The Obama administration invited members of the Senate and House intelligence and armed services committees to view the photographs, and Thompson viewed them as a part of the House Permanent Select Committee on Intelligence.
Together, the four committees have 123 members, leaving Thompson in an exclusive group of lawmakers — less than a quarter of Congress — who have seen the photographs.
While Thompson declined to discuss the photos in any detail, other members of Congress who have seen them have said they show the Al-Qaeda leader covered in blood and brain matter, his body lying on the floor of a bedroom in the compound where he was killed, clad in what appeared to be in a light-fitting tunic and pants known as “shalwar kameez.”
President Barack Obama has ordered that the photographs not be made public, later telling CBS’ Steve Kroft he feared their release could incite violence or serve as a propaganda tool.
The AP has filled a request under the Freedom of Information Act — the federal act signed into law by President Lyndon Johnson in 1966 governing the disclosure of unreleased government documents — seeking the release of the photographs.
The government has until May 27 to respond to the request. If denied, the AP can take the matter to court and have it decided by a federal judge.
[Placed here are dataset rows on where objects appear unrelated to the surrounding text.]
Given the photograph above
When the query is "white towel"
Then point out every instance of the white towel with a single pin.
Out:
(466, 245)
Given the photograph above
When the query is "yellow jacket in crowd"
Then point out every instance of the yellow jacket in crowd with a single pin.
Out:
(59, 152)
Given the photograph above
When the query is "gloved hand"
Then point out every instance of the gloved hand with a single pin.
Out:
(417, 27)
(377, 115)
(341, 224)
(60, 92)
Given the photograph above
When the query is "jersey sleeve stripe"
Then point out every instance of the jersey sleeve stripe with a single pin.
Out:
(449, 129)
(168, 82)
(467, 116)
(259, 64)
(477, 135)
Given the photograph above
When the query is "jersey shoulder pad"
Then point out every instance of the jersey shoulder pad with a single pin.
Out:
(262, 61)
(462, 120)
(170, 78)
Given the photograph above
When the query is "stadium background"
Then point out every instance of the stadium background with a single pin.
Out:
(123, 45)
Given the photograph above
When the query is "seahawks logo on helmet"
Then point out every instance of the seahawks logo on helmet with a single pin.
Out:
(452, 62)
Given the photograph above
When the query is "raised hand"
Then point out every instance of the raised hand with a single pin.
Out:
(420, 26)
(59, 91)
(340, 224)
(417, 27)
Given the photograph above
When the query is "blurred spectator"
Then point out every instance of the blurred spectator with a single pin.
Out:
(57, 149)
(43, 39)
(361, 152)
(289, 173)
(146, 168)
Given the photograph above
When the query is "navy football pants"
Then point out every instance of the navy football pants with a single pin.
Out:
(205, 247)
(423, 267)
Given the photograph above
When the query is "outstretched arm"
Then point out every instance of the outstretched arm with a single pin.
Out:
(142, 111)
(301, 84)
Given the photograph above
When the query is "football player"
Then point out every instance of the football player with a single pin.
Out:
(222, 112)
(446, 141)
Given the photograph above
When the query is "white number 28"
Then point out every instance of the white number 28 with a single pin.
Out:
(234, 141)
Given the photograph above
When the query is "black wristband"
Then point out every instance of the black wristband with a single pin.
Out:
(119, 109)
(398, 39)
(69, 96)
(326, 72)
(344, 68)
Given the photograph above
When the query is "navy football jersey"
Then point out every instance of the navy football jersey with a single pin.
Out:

If it opts to deny the FOIA request, the Obama administration could attempt to cite the CIA Information Act of 1984 which exempts operational files from disclosure.
More likely, experts say, is that the administration would cite exemptions covering material that could compromise national security or a provision covering material relating to law enforcement operations whose disclosure could endanger lives.
For his part, Thompson said he thinks the photographs should remain classified, noting he fears their disclosure could aid Al-Qaeda.
”They could become an incredibly important recruiting tool for Al-Qaeda, and I don’t know why anybody would want to do that,” Thompson said.
The congressman declined to describe the photographs in any detail but said there is no doubt bin Laden is dead.
”I’m certain that Osama bin Laden is dead and I’m certain that the world is a better place without him here,” Thompson said. “The man was a terrorist — a mass murderer. He killed tens of thousands of women and children, and he was brought to justice.”